タケルは手持ち無沙汰の様子だったが、私のそばにいてくれた。


私は座卓の上に原稿用紙を広げて構想を練っていた。

ふと見るとタケルが縁側でぼーっと山を眺めている。

「タケル」

「ん?」

タケルはゆっくりと顔だけをこっちへ向けた。

「あの日のこと、聞いていい?」

タケルは一瞬眉を動かしたが、無言で私のそばに来た。

「なに?」

「あのね、タケルは大したケガじゃないって言ってたけど、ほんとは死ぬほどのケガだったんだよね?」

「ああ…。そうらしい。おれよくわかんないんだ」

タケルはこの話題にあまり乗り気じゃなかった。

「なんで?」

「えっと、気が付いたら大したケガじゃなかったというか…香澄が死ぬはずだったって言ったけど、よくわかんないよ」

「でも、確かにタケルが光ったよ」

「ああ、おれもびっくりした。
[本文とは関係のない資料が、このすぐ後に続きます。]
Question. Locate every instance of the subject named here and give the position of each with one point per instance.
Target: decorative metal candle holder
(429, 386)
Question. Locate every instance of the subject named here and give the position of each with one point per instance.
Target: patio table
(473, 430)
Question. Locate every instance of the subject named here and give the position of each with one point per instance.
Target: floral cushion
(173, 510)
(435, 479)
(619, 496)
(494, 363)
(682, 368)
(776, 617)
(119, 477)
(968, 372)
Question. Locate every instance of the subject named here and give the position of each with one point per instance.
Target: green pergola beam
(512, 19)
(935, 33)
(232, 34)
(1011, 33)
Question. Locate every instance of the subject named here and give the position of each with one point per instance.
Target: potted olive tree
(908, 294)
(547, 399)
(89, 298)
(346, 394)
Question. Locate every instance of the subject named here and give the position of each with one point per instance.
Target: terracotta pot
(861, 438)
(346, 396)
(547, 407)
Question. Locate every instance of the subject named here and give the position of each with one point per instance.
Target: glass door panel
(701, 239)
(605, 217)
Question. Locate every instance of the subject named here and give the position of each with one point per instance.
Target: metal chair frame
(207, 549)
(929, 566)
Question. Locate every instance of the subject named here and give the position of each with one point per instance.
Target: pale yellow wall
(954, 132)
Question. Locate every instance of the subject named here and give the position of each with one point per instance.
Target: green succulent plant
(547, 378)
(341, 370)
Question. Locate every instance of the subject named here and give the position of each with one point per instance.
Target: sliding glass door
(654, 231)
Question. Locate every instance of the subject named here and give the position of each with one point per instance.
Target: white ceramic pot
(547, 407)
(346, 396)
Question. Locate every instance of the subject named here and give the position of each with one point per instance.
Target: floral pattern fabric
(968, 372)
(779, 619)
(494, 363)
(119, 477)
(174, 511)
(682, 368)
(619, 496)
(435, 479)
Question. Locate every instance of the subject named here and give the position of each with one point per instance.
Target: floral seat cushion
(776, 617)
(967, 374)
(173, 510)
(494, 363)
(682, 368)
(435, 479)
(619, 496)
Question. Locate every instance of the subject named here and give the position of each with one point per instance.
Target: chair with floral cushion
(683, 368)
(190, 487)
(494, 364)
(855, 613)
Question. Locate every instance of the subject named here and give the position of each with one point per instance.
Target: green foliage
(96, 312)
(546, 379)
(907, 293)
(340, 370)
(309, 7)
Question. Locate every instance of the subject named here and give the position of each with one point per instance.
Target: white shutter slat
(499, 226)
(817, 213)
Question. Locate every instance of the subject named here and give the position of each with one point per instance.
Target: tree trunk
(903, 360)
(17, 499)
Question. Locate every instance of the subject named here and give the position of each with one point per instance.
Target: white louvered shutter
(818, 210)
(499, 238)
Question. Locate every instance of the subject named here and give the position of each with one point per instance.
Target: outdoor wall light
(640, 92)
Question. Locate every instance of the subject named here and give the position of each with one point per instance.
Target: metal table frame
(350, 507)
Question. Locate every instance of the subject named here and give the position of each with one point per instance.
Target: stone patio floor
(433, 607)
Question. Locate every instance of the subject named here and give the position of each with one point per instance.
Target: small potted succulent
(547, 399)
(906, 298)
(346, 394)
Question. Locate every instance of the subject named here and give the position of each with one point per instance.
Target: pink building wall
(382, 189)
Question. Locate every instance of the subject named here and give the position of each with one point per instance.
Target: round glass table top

だから、香澄の言ったことは本当のことなんだろうな」

「そうなんだ…」

タケルは、言っているとおりに本当によくわかってないのか、言うつもりはないのかどちらかの様だった。

仕方ない…


「でも、今ここにいてくれて、本当に良かった」

私はそっとタケルの手に自分の手を重ねながら言った。

「そ、そだな」

タケルは、案の定、顔を少し赤らめてすぐに手を引っ込めた。

「ほら、話を考えろよ」

タケルはそう言うと、また縁側の方へ逃げていった。

私はその背中にごめんねとつぶやいた。